【ワシントン時事】トランプ米大統領が連邦準備制度理事会(FRB)理事に指名したジュディ・シェルトン氏ら2人の承認に関する公聴会が13日、上院銀行委員会で開かれた。2016年の大統領選でトランプ陣営幹部を務めた同氏は「大統領はFRBを批判する権利がある」と発言。トランプ氏の金融政策への政治介入を擁護したと受け止められ、与野党議員から「(見解が)主流ではない」と適性に疑問の声が相次いだ。

 FRB理事ポストは七つあり、現在は二つが空席。就任には上院の承認が必要だが、米メディアは与党共和党筋の話として「トランプ氏がシェルトン氏指名を撤回する見通しだ」と伝えた。

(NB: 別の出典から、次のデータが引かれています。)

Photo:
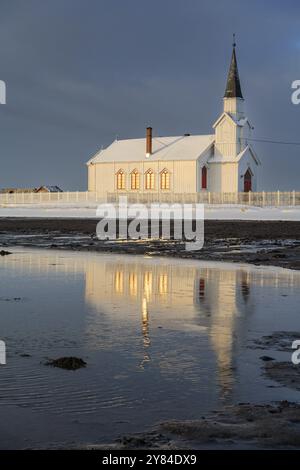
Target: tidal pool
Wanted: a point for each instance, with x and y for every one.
(162, 338)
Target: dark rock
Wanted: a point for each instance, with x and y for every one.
(4, 253)
(267, 358)
(69, 363)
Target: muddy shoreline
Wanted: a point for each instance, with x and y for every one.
(274, 243)
(241, 425)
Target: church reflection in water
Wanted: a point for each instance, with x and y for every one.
(213, 296)
(149, 293)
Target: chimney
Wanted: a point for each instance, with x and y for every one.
(148, 142)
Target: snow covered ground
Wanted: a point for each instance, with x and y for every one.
(212, 212)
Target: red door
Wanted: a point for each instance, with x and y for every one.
(204, 178)
(247, 181)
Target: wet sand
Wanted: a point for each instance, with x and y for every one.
(242, 425)
(258, 242)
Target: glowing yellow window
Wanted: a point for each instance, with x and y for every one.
(121, 180)
(135, 180)
(149, 182)
(165, 179)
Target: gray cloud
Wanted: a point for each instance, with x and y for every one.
(79, 72)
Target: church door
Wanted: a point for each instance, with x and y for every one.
(247, 181)
(204, 178)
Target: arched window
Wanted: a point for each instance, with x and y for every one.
(248, 181)
(135, 180)
(204, 178)
(149, 179)
(121, 180)
(165, 179)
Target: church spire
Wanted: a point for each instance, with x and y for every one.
(233, 87)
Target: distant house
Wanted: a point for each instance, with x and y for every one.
(17, 190)
(40, 189)
(48, 189)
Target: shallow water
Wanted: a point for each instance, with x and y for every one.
(163, 338)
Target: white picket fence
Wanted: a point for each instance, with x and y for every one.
(261, 199)
(88, 198)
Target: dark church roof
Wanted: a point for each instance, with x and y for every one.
(233, 87)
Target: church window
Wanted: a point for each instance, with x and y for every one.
(135, 179)
(121, 180)
(149, 179)
(204, 178)
(165, 179)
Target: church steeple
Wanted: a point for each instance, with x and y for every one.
(233, 87)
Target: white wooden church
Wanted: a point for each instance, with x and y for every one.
(221, 162)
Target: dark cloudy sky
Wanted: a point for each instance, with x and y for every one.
(80, 72)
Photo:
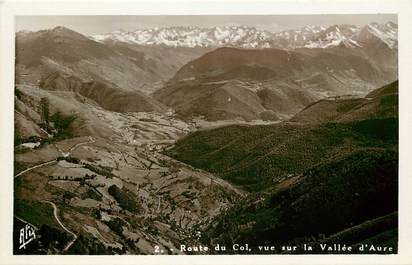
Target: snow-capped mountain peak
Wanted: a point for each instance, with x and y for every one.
(309, 36)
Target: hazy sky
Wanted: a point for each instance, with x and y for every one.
(102, 24)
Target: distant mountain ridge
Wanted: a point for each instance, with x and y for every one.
(250, 37)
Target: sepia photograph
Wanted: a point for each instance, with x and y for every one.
(206, 134)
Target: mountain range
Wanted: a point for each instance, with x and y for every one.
(122, 142)
(250, 37)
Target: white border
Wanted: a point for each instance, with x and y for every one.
(10, 9)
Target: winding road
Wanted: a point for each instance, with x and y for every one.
(91, 140)
(55, 209)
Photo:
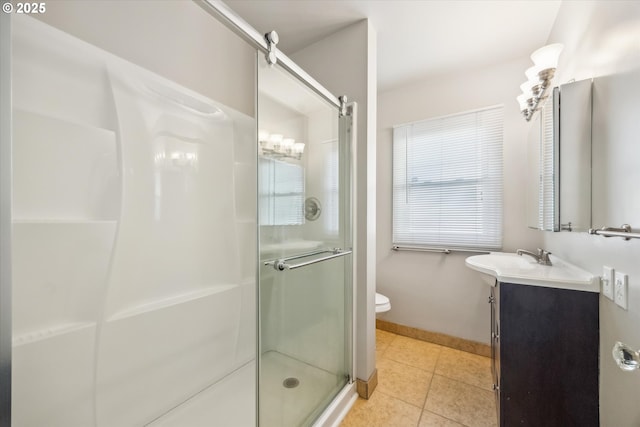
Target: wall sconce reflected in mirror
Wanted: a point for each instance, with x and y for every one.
(545, 62)
(276, 145)
(627, 358)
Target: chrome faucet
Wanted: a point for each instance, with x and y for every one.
(542, 257)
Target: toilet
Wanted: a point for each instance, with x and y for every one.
(382, 303)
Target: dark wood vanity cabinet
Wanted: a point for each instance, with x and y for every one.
(545, 347)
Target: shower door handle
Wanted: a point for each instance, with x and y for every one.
(281, 264)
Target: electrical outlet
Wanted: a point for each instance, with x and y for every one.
(607, 282)
(620, 289)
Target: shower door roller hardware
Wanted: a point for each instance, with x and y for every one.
(627, 358)
(272, 39)
(312, 208)
(281, 264)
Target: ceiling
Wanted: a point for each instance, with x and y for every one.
(416, 38)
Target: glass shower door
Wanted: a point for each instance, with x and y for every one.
(305, 251)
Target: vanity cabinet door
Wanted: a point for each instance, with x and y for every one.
(548, 357)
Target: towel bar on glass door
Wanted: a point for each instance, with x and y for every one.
(438, 250)
(281, 264)
(624, 231)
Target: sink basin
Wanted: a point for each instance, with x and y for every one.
(512, 268)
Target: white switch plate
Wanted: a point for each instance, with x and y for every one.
(607, 282)
(620, 289)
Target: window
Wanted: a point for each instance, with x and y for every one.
(281, 192)
(447, 181)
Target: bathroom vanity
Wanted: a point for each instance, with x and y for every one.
(544, 341)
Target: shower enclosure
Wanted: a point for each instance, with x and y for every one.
(167, 259)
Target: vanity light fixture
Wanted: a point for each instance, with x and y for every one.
(545, 62)
(277, 146)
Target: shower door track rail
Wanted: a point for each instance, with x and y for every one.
(242, 28)
(445, 251)
(281, 264)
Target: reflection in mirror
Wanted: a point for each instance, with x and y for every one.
(281, 192)
(559, 150)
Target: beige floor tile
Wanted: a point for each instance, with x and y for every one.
(383, 339)
(382, 411)
(468, 405)
(412, 352)
(403, 382)
(429, 419)
(465, 367)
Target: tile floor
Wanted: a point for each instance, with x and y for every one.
(426, 385)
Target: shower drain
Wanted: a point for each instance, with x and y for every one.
(291, 382)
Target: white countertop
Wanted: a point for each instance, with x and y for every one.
(512, 268)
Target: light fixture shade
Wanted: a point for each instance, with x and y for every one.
(522, 100)
(547, 56)
(287, 143)
(263, 135)
(532, 73)
(527, 88)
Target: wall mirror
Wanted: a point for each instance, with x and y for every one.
(559, 152)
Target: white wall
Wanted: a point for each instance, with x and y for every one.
(345, 63)
(602, 40)
(436, 292)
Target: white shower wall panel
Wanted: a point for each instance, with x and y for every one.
(64, 170)
(177, 232)
(53, 379)
(59, 275)
(135, 243)
(154, 360)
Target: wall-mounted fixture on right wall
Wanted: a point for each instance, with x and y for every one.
(539, 78)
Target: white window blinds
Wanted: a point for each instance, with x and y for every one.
(447, 181)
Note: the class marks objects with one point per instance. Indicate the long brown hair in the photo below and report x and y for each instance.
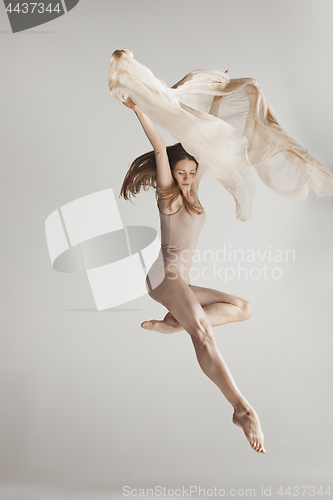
(142, 174)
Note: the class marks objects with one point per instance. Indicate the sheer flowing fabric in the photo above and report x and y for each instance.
(228, 126)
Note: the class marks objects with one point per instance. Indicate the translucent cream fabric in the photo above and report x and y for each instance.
(228, 126)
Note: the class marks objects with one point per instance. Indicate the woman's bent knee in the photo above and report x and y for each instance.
(203, 333)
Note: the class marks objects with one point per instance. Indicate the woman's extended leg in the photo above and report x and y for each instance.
(184, 306)
(220, 308)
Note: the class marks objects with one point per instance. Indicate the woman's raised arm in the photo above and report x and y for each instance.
(163, 171)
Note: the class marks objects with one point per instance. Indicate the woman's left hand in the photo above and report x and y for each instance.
(130, 104)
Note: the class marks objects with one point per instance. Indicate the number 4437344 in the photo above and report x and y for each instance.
(31, 7)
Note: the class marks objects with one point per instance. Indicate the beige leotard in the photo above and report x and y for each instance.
(179, 237)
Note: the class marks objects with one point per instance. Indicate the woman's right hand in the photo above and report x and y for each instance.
(130, 104)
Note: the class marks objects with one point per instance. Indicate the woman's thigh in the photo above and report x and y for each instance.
(207, 296)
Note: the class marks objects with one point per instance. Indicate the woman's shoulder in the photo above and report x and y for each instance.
(176, 205)
(165, 209)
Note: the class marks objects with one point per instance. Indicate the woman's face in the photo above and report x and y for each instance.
(184, 172)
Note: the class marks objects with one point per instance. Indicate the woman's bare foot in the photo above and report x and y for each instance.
(168, 325)
(248, 420)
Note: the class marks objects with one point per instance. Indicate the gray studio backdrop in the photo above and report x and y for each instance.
(91, 402)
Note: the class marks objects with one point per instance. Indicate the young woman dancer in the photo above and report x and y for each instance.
(176, 175)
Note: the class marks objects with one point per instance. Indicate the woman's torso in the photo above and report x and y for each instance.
(180, 233)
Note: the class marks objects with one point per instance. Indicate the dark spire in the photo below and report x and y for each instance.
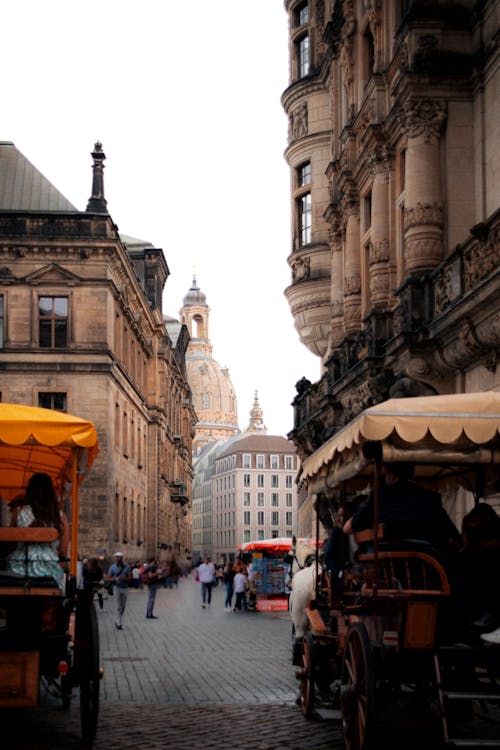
(97, 202)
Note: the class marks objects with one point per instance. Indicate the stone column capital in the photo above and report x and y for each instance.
(423, 117)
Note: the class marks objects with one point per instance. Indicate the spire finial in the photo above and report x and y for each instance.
(256, 417)
(97, 203)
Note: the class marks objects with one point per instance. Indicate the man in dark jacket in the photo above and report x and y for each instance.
(407, 510)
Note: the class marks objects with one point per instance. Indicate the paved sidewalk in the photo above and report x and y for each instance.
(193, 678)
(195, 656)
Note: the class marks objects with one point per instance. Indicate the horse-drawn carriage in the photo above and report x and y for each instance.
(393, 629)
(48, 628)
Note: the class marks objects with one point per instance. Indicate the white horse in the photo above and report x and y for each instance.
(303, 584)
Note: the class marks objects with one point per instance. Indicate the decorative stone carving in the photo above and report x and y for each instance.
(424, 253)
(299, 125)
(464, 348)
(366, 117)
(301, 268)
(443, 292)
(481, 260)
(373, 13)
(423, 116)
(346, 57)
(423, 214)
(378, 252)
(352, 284)
(403, 58)
(401, 318)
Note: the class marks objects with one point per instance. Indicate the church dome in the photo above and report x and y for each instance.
(195, 296)
(213, 394)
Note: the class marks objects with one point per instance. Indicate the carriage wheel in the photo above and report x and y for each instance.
(357, 689)
(307, 678)
(87, 668)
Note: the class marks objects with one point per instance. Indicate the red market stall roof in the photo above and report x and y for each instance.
(280, 544)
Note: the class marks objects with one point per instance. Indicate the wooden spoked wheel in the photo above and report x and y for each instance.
(87, 668)
(357, 689)
(307, 679)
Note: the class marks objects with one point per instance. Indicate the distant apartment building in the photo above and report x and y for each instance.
(254, 491)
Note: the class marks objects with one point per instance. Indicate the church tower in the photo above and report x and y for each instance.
(214, 399)
(256, 423)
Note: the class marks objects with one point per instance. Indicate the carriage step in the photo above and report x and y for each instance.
(477, 695)
(472, 743)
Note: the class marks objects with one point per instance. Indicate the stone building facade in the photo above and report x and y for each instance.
(82, 331)
(394, 152)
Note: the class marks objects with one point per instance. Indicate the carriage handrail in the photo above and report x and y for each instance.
(430, 573)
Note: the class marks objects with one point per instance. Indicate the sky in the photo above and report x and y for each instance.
(185, 99)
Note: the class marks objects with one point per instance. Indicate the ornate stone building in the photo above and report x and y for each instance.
(82, 331)
(214, 398)
(394, 151)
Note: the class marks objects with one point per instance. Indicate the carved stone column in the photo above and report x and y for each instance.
(423, 222)
(352, 266)
(337, 288)
(379, 250)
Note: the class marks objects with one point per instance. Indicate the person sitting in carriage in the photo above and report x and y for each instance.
(408, 512)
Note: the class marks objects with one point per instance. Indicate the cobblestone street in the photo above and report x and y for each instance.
(192, 678)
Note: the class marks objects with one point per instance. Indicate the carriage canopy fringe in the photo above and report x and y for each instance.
(456, 428)
(34, 439)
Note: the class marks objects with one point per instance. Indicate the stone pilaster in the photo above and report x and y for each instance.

 トランプ氏はパウエルFRB議長を「間抜け」などと公然と批判。トランプ氏が人事を通じて金融政策を操り、FRBの独立性が損なわれるとの懸念が出ている。

 シェルトン氏は、欧州復興開発銀行(EBRD)米国代表などを歴任した。この日の公聴会では、「FRBは(政権から)独立しているべきだ」と述べ、懸念の声に配慮した。また持論の金本位制復活では「歴史上の金融体制に戻ることを提唱しない」と釈明した。